The second part involves Chinma’s adjustment to America, his integration with Malich family, their growing awareness and moral conflict over the right role of Christians in treating the sick (behind the African blockade). Then Cole and his jeesh travel to Africa to combat the governments using the plague as cover for genocide. They encounter foes with the mysterious EMP device that’s a perfect counter to their “bones and noodles” that enhance their abilities. How suspicious…
For a while, both Cecily and Cole are in Nigeria, along with Chinma and her eldest son Mark. They’re hard at work, but the coughing sickness gets them all. While the soldiers are down with the plague, another poor African group, suspiciously armed with the EMPs, hits the base.

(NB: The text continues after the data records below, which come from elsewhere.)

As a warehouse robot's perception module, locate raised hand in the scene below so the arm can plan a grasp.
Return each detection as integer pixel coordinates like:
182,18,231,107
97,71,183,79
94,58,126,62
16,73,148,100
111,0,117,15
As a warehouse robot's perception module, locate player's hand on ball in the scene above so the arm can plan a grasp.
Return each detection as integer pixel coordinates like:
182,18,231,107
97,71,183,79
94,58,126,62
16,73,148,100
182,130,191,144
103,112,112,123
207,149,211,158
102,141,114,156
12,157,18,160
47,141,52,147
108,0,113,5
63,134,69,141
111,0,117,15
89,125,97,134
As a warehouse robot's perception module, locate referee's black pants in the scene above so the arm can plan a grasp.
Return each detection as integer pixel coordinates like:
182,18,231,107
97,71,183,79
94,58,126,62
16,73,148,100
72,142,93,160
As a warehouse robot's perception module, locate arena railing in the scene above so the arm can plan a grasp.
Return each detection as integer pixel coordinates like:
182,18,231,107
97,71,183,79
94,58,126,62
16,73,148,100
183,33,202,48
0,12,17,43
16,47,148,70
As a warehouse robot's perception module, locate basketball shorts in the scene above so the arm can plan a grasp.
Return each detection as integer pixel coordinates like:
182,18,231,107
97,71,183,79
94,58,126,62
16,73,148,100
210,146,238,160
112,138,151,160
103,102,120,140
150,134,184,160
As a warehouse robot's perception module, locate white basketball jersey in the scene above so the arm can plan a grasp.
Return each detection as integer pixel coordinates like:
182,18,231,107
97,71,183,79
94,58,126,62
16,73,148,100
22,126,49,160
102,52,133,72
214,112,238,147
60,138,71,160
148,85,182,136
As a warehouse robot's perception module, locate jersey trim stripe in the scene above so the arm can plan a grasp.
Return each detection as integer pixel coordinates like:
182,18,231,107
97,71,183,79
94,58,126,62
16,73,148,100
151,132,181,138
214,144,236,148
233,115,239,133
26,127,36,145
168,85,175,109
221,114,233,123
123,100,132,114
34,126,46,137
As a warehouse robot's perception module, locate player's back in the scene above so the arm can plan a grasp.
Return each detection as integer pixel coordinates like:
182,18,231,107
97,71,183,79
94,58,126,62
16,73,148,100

There is death and tragedy…
From there, the book flows into its fourth and shortest block. Cole has to save the President from a deadly attack, the President admits to taking advantage of the events in the world, but not precipitating most of them. Cole adopts Chinma, Cecily returns to baking cookies, end, credits.
I liked the book for its unconventional focus. While the book begins with politics and coordination against Russia, and ends with an attempted political assassination, in between is filled with a mix of “special forces hooah!” and scenes wrestling with the demands of their faith.
There’s plenty to nitpick, but at a proper reading pace you’ll make it through before they start to concern you. Good enough!